I have an export of Customer Records that needed to be split up over several chunks of 500 records. I grab each chunk through a REST request, save it to my server:
public function createImportFile($json)
{
$filePath = storage_path().'/import/'.$this->getImportFileName($this->import->chunkNumber);
$importFile = fopen($filePath, 'w');
$array = json_decode($json);
fwrite($importFile, $json);
fclose($importFile);
return $filePath;
}
Then after grabbing all of the chunks, I import all of the records. I'm wondering what the best way would be to find the Nth record among all the chunks?
Currently, I divide the record number that I'm looking for by the total number of chunks to find out which chunk the record will be in. Then, I get the total records for the previous chunks and subtract this number from the record number to get the record's position in the chunk.
while ($this->recordNumber <= $this->totalRecords) {
$item = $this->getRecord($this->recordNumber);
if (empty($item)) {
$this->recordNumber++;
continue;
}
$results = $this->translateItem($item);
$this->recordNumber++;
}
public function getRecord($recordNumber)
{
if ($this->import->isChunkedImport()) {
$chunkNumber = (integer) $this->returnChunkFromRecordNumber($recordNumber);
$countInPrevChunks = intval($this->returnRecordCountForPrevChunks($chunkNumber));
$chunkPosition = intval($this->getChunkPosition($recordNumber, $countInPrevChunks));
$jsonObj = $this->getJsonObjectForChunkNumer($chunkNumber);
return $jsonObj[$chunkPosition];
}
else {
$chunkPosition = $this->getChunkPosition($recordNumber, 0);
$filePath = storage_path().'/import/'.$this->getImportFileName();
return (array) json_decode(file_get_contents($filePath))[$chunkPosition];
}
}
private function &getJsonObjectForChunkNumer($chunkNumber)
{
if ($this->currentFileArray == null || ($chunkNumber != $this->lastChunkNumber)) {
$filePath = storage_path().'/import/'.$this->getImportFileName($chunkNumber);
$this->currentFileArray = json_decode(file_get_contents($filePath), true);
$this->lastChunkNumber = $chunkNumber;
}
return $this->currentFileArray;
}
public function getChunkCount()
{
$filePath = storage_path().'/import/'.$this->getImportFileName();
return count(json_decode(file_get_contents($filePath)));
}
public function returnChunkFromRecordNumber($recordNumber)
{
if ($recordNumber >= $this->getChunkCount()) {
if (is_int($recordNumber/$this->getChunkCount())) {
if (($recordNumber/$this->getChunkCount()) == 1) {
return intval(1);
}
return intval(($recordNumber/$this->getChunkCount())-1);
}
else {
return intval($recordNumber/$this->getChunkCount());
}
}
else {
return intval(0);
}
}
public function getChunkPosition($recordNumber, $countInPrevChunks)
{
$positionInChunk = $recordNumber - $countInPrevChunks;
if ($positionInChunk == 0) {
return $positionInChunk;
}
return $positionInChunk - 1;
}
public function returnRecordCountForPrevChunks($chunkNumber)
{
if ($chunkNumber == 0) {
return 0;
}
else {
return $this->getChunkCount() * $chunkNumber;
I try to account for the first key for both Chunks and Records in the Chunks being 0, but I'm still missing the last record of the import.
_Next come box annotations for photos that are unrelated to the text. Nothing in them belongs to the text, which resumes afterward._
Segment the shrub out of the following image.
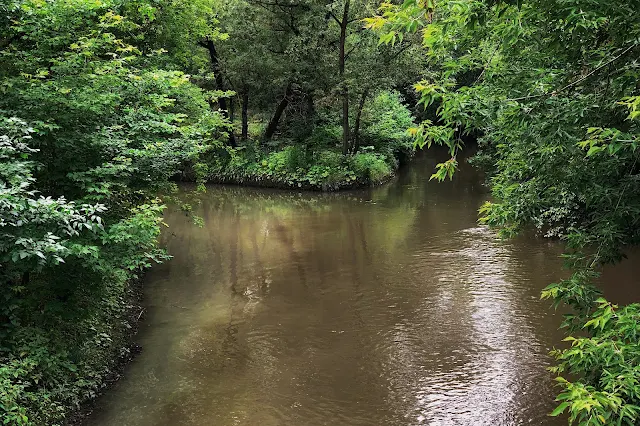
[362,92,415,159]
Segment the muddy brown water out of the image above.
[87,154,640,426]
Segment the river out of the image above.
[87,153,638,426]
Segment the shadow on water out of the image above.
[85,150,637,426]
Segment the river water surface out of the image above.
[88,154,637,426]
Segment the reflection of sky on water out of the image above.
[389,228,551,426]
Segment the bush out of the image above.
[350,152,392,184]
[361,92,415,159]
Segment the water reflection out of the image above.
[84,153,636,426]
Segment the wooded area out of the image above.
[0,0,640,425]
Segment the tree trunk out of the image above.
[352,87,369,154]
[264,83,291,140]
[338,0,351,155]
[242,89,249,141]
[203,39,236,146]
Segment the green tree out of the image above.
[368,0,640,425]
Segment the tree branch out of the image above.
[506,44,638,101]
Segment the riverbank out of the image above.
[63,276,145,426]
[201,146,413,191]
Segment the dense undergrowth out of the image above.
[201,92,414,191]
[0,0,413,425]
[367,0,640,426]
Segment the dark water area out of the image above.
[88,153,640,426]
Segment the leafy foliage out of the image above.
[0,0,228,425]
[367,0,640,425]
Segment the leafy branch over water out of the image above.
[366,0,640,425]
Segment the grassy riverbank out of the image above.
[199,92,414,191]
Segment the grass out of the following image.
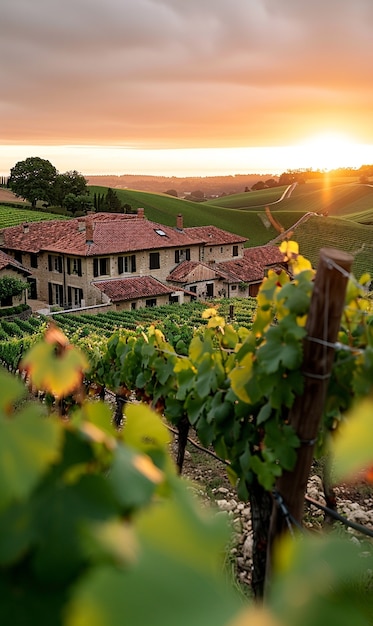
[0,205,68,228]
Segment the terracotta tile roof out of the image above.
[0,213,203,256]
[92,276,175,302]
[184,226,247,246]
[217,246,284,282]
[0,250,31,275]
[167,261,225,283]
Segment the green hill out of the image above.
[284,215,373,278]
[89,186,277,246]
[0,205,68,228]
[0,179,373,276]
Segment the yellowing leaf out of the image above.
[229,352,253,404]
[280,241,299,261]
[333,397,373,481]
[202,309,217,320]
[207,315,225,328]
[20,341,88,396]
[133,454,164,485]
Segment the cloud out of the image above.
[0,0,373,147]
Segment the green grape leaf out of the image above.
[250,455,281,491]
[20,341,88,396]
[33,474,121,584]
[333,397,373,481]
[66,481,238,626]
[229,352,254,404]
[108,446,164,511]
[0,405,63,508]
[258,326,303,374]
[0,502,35,567]
[0,367,26,415]
[267,533,373,626]
[123,404,171,452]
[264,420,299,470]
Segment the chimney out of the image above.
[85,218,94,244]
[176,213,184,230]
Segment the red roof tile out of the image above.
[217,246,284,282]
[2,213,203,256]
[0,250,31,275]
[92,276,175,302]
[184,226,247,246]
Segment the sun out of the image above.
[299,132,365,170]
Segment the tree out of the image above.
[9,157,58,207]
[251,180,267,191]
[104,189,122,213]
[0,276,29,306]
[64,193,94,215]
[54,170,88,206]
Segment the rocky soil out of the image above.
[174,428,373,589]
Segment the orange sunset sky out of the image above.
[0,0,373,176]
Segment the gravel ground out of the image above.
[176,434,373,587]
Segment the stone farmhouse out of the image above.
[0,250,31,307]
[0,209,282,310]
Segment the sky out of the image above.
[0,0,373,176]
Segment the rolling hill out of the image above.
[0,179,373,276]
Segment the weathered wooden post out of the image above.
[267,248,353,581]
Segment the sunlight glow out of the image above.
[0,133,373,177]
[299,132,373,170]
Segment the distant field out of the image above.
[0,179,373,276]
[89,187,277,246]
[0,204,68,228]
[293,216,373,278]
[205,185,288,211]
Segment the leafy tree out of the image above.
[105,188,122,213]
[0,276,29,302]
[251,180,267,191]
[64,193,93,215]
[54,170,88,208]
[9,157,58,207]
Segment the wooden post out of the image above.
[267,248,353,580]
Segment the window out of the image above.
[118,254,136,274]
[149,252,161,270]
[66,257,82,276]
[48,283,63,307]
[27,277,38,300]
[93,257,110,277]
[175,248,190,263]
[48,254,62,274]
[67,287,83,308]
[0,296,13,306]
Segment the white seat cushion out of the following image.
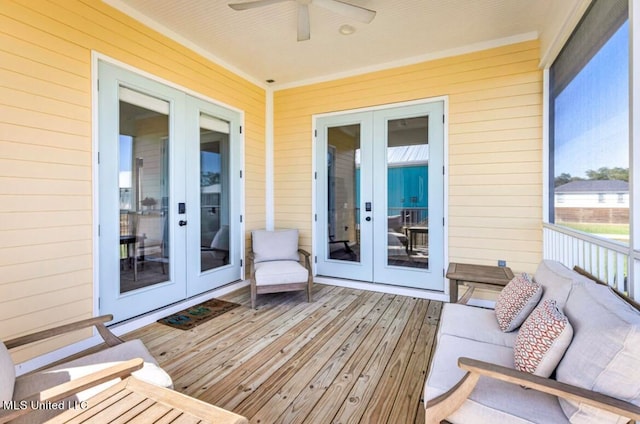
[556,282,640,424]
[425,334,569,424]
[251,229,300,263]
[533,259,594,310]
[13,340,173,415]
[255,261,309,286]
[438,303,518,347]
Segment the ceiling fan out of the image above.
[229,0,376,41]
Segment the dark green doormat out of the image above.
[158,299,240,330]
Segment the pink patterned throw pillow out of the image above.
[495,273,542,333]
[513,299,573,377]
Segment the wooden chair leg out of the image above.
[251,282,257,309]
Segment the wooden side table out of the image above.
[447,262,513,303]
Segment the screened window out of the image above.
[549,0,629,243]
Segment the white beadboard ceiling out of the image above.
[104,0,588,88]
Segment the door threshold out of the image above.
[313,275,449,302]
[108,280,249,336]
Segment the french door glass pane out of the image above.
[118,95,170,293]
[327,124,360,262]
[387,116,429,268]
[199,114,230,271]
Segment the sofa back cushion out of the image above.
[556,282,640,424]
[251,229,300,263]
[0,342,16,405]
[513,299,573,377]
[495,273,542,332]
[533,259,581,310]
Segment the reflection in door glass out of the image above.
[200,114,229,271]
[327,124,360,262]
[387,116,429,268]
[118,88,170,293]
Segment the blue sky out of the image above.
[555,22,629,177]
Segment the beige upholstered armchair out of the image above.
[250,229,313,309]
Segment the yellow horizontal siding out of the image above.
[274,41,542,271]
[0,0,265,361]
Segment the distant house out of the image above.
[554,180,629,224]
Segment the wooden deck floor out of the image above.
[124,284,442,424]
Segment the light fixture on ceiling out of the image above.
[229,0,376,41]
[338,24,356,35]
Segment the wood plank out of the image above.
[196,290,376,406]
[234,290,388,422]
[123,284,442,424]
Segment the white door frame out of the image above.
[311,96,449,294]
[91,51,246,322]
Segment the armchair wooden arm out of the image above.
[0,358,144,423]
[426,358,640,424]
[4,315,124,349]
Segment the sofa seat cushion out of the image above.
[556,282,640,424]
[495,274,542,332]
[438,303,518,347]
[255,261,309,286]
[13,339,173,412]
[424,334,568,424]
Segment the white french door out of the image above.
[316,101,444,290]
[97,61,241,321]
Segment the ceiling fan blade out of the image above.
[298,3,311,41]
[229,0,290,10]
[312,0,376,24]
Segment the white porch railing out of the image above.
[543,224,638,297]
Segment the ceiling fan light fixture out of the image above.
[338,24,356,35]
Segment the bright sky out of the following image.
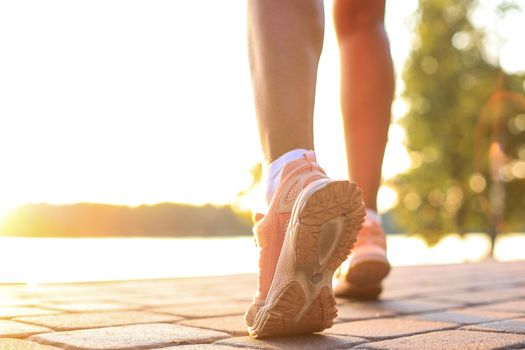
[0,0,525,219]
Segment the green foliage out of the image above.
[391,0,525,243]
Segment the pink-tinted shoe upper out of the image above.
[253,151,327,302]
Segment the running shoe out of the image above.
[246,152,365,338]
[334,219,390,299]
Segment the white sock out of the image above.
[365,208,381,223]
[264,149,307,205]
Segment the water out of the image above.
[0,234,525,285]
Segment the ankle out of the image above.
[263,149,308,205]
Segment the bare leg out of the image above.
[334,0,394,210]
[248,0,324,163]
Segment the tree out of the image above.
[391,0,525,249]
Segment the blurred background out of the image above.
[0,0,525,284]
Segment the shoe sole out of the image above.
[345,255,390,289]
[249,179,365,338]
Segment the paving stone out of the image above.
[370,299,461,315]
[356,330,525,350]
[409,308,517,324]
[29,323,229,350]
[462,318,525,334]
[119,292,230,307]
[179,315,248,335]
[152,301,250,318]
[472,300,525,314]
[215,334,366,350]
[325,318,458,339]
[15,311,181,331]
[0,320,51,338]
[153,344,239,350]
[0,296,40,307]
[0,307,59,318]
[42,301,134,312]
[426,289,523,305]
[337,302,395,322]
[0,339,60,350]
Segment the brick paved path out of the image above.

It also seems like I might be making this more complicated than it needs to be. I was wondering if anyone had advice or a more simple way to grab the Nth record. I thought about possibly just numbering the records as I bring them in with the REST request, then I could find the Chunk containing the record number as an array key and then return that record:
public function createImportFile($json)
{
$filePath = storage_path().'/import/'.$this->getImportFileName($this->import->chunkNumber);
$importFile = fopen($filePath, 'w');
if ($this->import->chunkNumber == 0 && $this->recordNumber == 0) $this->recordNumber = 1;
$array = json_decode($json);
$ordered_array = [];
foreach ($array as $record) {
$ordered_array[$this->recordNumber] = $record;
$this->recordNumber++;
}
fwrite($importFile, json_encode($ordered_array));
fclose($importFile);
return $filePath;
}
But I wasn't sure if that was the best approach.
With a lot of records, you could use a database table. MySQL would easily handle tens of thousands of records. You wouldn't even need to store the whole records. Perhaps just:
record_no | chunk_no | position_in_chunk
record_no
: Primary key. Unique identifier for this recordchunk_no
: Which chunk contains the recordposition_in_chunk
: Where within the chunk is the record locatedPut a UNIQUE(chunk_no, position_in_chunk)
index on the table.
Then as you pull records, assign them a number, build up the DB table, and save the table as you write records to disk. In the future, to get a specific record, all you'll need is its number.
If you don't want to use a database, you can also store this data as a JSON file, though retrieval performance will suffer from having to open and parse a big JSON file each time.